And yes, this whole bullshit about "they're not a real nation" etc was very much a thing in Russia before 2022, and before 2014 even. I should know; I grew up there. I remember reading "Эпоха мертворожденных" in 2008, and that's pretty much what Russia actually did in 2014 (except of course the whole "NATO occupation" of the non-separatist parts turned out to be imaginary). But I remember hearing similar sentiments in the 90s as a kid, as well. And since Ukrainians are well within the Russian cultural orbit, they were aware of those trends, too - and took appropriate precautions. This notion that invasion wouldn't have happened if they didn't seek NATO membership is wrong.

1 comments

Haha, you might want to look at the history of US-Mexico relations. If you're going to speak of historical things it's relevant that the relations there have an oddly large amount in common. Texas was a part of Mexico! A reasonable wiki page to start the crawl would probably be Mexican Texas. [1] You've got all the good stuff: ethnic conflict, weaponized migrations, separatist movements supported by a foreign government, brutal wars, annexation referendums, and so on. And Cuba indeed - one of the compromises at the end of the nuclear stand-off is that the US would stop trying to invade Cuba!

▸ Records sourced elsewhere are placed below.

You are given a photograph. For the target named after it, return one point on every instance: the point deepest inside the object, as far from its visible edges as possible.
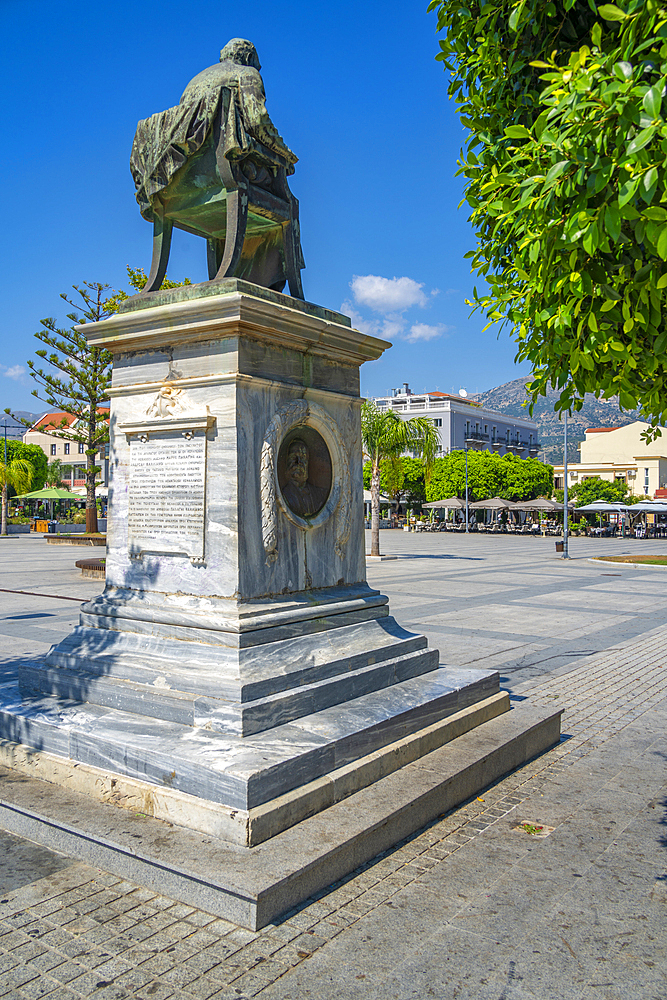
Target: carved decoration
(287, 417)
(298, 413)
(169, 401)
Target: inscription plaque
(167, 494)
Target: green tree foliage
(80, 386)
(385, 437)
(137, 279)
(401, 479)
(33, 454)
(592, 489)
(17, 473)
(489, 475)
(81, 374)
(566, 175)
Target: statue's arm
(257, 119)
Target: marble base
(254, 886)
(231, 667)
(236, 771)
(248, 827)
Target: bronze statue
(303, 497)
(216, 166)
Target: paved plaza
(474, 905)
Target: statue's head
(297, 462)
(241, 51)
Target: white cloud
(422, 331)
(386, 328)
(16, 372)
(387, 295)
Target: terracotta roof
(48, 421)
(52, 421)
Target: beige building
(620, 453)
(71, 453)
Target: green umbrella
(49, 493)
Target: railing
(475, 437)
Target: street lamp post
(465, 445)
(5, 487)
(566, 554)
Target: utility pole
(566, 554)
(467, 513)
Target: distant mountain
(508, 398)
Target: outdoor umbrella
(49, 493)
(495, 503)
(451, 503)
(542, 503)
(103, 492)
(601, 507)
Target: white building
(463, 423)
(72, 454)
(620, 453)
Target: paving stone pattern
(448, 913)
(81, 932)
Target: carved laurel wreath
(295, 414)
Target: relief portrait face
(304, 471)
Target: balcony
(475, 439)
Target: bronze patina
(216, 166)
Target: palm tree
(18, 474)
(385, 436)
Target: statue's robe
(163, 142)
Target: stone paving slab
(392, 929)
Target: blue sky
(355, 91)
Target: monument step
(240, 772)
(247, 675)
(224, 716)
(254, 886)
(234, 623)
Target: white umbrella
(600, 507)
(100, 491)
(450, 503)
(495, 503)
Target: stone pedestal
(237, 653)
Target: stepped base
(253, 886)
(234, 771)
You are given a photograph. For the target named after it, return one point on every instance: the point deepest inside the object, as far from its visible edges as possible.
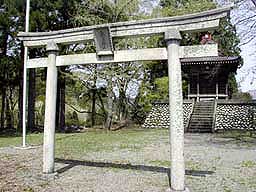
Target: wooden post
(173, 38)
(50, 109)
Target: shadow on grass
(72, 163)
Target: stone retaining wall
(159, 115)
(235, 115)
(229, 115)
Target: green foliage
(173, 8)
(242, 96)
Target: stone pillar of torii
(170, 27)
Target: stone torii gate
(170, 27)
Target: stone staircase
(202, 117)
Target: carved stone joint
(172, 35)
(52, 47)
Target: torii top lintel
(192, 22)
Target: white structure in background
(170, 27)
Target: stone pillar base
(50, 176)
(172, 190)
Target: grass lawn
(130, 160)
(76, 144)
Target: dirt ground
(213, 164)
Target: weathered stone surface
(50, 110)
(159, 115)
(192, 22)
(128, 56)
(236, 115)
(229, 115)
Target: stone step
(201, 118)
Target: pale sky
(246, 76)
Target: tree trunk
(109, 119)
(31, 99)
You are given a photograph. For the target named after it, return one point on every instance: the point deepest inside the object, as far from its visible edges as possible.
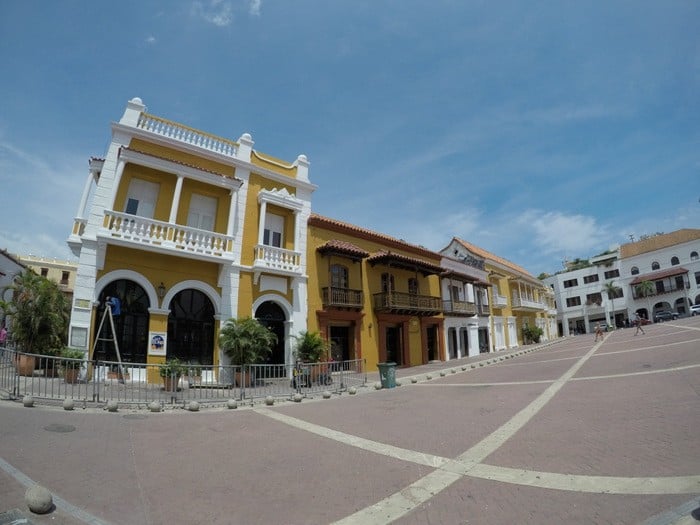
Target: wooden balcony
(499, 301)
(459, 308)
(407, 304)
(342, 298)
(526, 304)
(150, 234)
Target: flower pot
(25, 365)
(170, 383)
(70, 375)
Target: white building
(607, 289)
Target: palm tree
(245, 341)
(645, 289)
(613, 291)
(39, 313)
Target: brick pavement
(540, 438)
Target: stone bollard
(38, 499)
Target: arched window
(191, 328)
(130, 325)
(339, 276)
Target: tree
(645, 289)
(39, 313)
(311, 347)
(245, 341)
(613, 291)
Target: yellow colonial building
(186, 230)
(372, 296)
(181, 230)
(516, 299)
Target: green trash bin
(387, 374)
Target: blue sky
(538, 130)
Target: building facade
(516, 299)
(185, 230)
(659, 273)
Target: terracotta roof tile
(126, 148)
(339, 246)
(350, 229)
(494, 258)
(387, 257)
(662, 274)
(659, 242)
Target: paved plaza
(568, 432)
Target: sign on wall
(157, 343)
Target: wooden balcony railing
(526, 304)
(150, 232)
(458, 308)
(342, 297)
(406, 303)
(500, 301)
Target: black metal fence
(95, 382)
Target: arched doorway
(272, 316)
(131, 325)
(191, 328)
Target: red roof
(342, 247)
(655, 276)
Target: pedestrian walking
(598, 332)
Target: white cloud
(254, 8)
(566, 235)
(217, 12)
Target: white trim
(131, 275)
(206, 289)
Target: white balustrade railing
(173, 130)
(143, 230)
(271, 257)
(500, 300)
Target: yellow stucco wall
(363, 276)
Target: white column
(232, 213)
(473, 335)
(176, 200)
(261, 223)
(296, 230)
(117, 178)
(92, 177)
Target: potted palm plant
(39, 315)
(245, 341)
(171, 372)
(71, 361)
(311, 347)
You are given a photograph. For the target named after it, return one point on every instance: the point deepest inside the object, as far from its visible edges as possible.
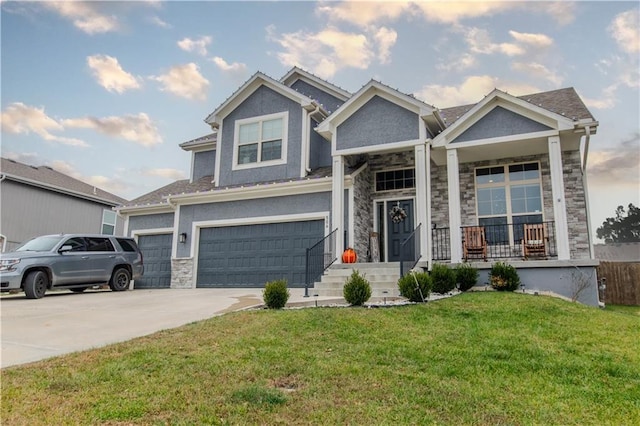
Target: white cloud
(538, 41)
(472, 90)
(616, 166)
(386, 39)
(174, 174)
(136, 128)
(110, 74)
(234, 68)
(330, 50)
(364, 14)
(607, 99)
(85, 15)
(184, 81)
(155, 20)
(19, 118)
(198, 46)
(537, 70)
(625, 30)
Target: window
(395, 179)
(261, 141)
(508, 195)
(108, 222)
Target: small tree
(624, 228)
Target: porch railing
(319, 257)
(440, 244)
(504, 241)
(410, 251)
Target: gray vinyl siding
(377, 122)
(286, 205)
(319, 149)
(500, 122)
(329, 102)
(262, 102)
(151, 221)
(204, 164)
(27, 212)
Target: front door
(396, 220)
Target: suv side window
(127, 244)
(77, 244)
(99, 244)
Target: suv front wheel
(120, 280)
(35, 285)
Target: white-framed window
(260, 141)
(108, 222)
(389, 180)
(508, 195)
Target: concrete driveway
(64, 322)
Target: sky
(105, 91)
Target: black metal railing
(410, 251)
(505, 241)
(440, 244)
(319, 257)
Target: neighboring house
(294, 160)
(40, 200)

Reading Plato and other great philosophers is interesting (The Republic in particular is an amazing read) because they can often sound like prophets - predicting the future with such extreme accuracy at a time that ostensibly had basically nothing in common with ours. But I think their 'secret' is simply that they were great objective observers of the behavior of humanity. Because history is not especially creative, it keeps repeating itself endlessly, because humanity doesn't change except as a product of technology changing.

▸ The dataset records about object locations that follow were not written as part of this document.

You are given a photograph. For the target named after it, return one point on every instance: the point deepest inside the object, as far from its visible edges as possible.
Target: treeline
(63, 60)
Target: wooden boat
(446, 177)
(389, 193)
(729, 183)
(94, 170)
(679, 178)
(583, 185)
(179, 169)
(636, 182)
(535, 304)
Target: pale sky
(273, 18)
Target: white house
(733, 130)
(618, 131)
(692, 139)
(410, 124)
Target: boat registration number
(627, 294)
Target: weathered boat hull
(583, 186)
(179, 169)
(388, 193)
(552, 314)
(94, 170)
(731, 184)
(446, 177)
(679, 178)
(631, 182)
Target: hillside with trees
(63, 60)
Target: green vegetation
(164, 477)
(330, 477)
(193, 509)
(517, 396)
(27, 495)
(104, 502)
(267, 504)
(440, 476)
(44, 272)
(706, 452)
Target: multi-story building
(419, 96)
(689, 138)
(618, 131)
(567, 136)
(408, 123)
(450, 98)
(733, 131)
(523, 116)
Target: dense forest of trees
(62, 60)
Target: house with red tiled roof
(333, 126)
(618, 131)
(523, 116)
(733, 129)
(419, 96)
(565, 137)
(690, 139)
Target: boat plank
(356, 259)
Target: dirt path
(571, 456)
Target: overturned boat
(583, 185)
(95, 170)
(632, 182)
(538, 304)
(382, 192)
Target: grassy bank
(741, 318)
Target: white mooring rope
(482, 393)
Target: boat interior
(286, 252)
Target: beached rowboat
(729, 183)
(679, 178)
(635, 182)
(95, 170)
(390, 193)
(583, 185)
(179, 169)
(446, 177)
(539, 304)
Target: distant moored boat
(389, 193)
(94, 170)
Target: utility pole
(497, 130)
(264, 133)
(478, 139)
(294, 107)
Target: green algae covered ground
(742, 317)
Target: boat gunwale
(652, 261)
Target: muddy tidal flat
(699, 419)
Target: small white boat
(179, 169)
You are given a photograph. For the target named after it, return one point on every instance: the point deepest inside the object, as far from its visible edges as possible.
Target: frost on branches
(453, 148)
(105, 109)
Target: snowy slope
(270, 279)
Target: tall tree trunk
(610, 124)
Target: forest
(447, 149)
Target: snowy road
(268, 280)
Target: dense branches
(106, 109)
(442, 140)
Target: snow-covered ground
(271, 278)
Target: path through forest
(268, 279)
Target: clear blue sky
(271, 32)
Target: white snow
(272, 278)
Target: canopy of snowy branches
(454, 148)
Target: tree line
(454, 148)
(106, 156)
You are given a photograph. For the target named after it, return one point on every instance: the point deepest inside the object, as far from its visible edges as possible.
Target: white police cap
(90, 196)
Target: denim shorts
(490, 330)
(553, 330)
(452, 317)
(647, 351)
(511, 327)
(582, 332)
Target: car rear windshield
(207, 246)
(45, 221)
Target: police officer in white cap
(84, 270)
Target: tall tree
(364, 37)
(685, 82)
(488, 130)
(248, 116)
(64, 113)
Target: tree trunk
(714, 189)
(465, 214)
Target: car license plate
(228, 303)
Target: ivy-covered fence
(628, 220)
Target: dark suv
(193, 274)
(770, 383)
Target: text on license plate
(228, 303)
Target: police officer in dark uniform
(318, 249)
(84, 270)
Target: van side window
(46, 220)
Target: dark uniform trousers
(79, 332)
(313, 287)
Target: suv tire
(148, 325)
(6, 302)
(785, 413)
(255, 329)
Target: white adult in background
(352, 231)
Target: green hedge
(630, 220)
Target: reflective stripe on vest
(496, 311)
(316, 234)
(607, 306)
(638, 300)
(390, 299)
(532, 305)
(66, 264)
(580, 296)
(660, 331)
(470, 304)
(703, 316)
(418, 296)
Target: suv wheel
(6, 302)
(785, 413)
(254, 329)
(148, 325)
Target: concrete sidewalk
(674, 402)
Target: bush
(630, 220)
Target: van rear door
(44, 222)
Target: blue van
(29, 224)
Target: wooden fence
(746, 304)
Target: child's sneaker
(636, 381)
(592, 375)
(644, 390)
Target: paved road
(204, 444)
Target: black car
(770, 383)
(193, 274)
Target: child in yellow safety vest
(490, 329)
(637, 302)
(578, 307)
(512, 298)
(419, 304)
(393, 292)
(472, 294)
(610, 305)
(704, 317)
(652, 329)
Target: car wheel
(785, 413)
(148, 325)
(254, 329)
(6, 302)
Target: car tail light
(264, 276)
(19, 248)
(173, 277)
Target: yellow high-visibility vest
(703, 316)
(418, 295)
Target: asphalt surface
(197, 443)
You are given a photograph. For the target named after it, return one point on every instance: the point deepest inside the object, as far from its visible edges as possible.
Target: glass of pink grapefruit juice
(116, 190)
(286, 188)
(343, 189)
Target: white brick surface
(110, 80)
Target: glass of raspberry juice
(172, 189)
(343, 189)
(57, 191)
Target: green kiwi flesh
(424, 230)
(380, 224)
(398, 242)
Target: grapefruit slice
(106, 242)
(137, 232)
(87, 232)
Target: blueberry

[1] - https://en.wikipedia.org/wiki/Mexican_Texas

I'm well aware of the history of US-Mexico relations, but no, it's not an equivalent. For one thing, there is not a multi-century history of attempts by US to fully occupy and annex Mexico (there were people advocating for this back during the Mexican-American War, but they were a minority even then, which is why it didn't happen). For another, Mexico is itself a colonizer state in all the territories which US took away from it. But, most importantly, last time there was an armed conflict between the two states was over century ago.
Well there's not a multi century history, because the US hadn't existed for multiple centuries, or even a century before it started going to war with everybody around it! We even went to war with Canada! Literally every single nation which has ever had power is a "colonizer state". Friggin Sweden and Norway used to be sprawling empires! You have "colonizer states" and you have "vassal states."

And this reality of the world remains true to this day. It's just that the means change. Alexander the Great wisely stabilized his massive empire largely by letting areas under his control maintain an exceptional degree of sovereignty, minimizing overt resistance to his control. The US took this to the next step by not even directly claiming nations, but instead simply remotely controlling the governments of these nations, and simply overthrowing/replacing them when they became uncontrollable - and repeating the process. Made even easier with democracy, which has a paradoxical tendency to elevate unpopular people on the take, rather than popular ideologues, to power.

Whenever there's any need - we can easily compel the various defacto vassal states under our control to act, even when directly against their own self interest. See: Germany for the most overt illustration of this. Extracting wealth from vassals became somewhat less relevant with the introduction of fiat currency. So long as we force the world to use our money, we can simply print money as needed, export the inflation to other countries, and it effectively functions as real growth - at least until the whole system inevitably collapses in on itself in a debt filled void.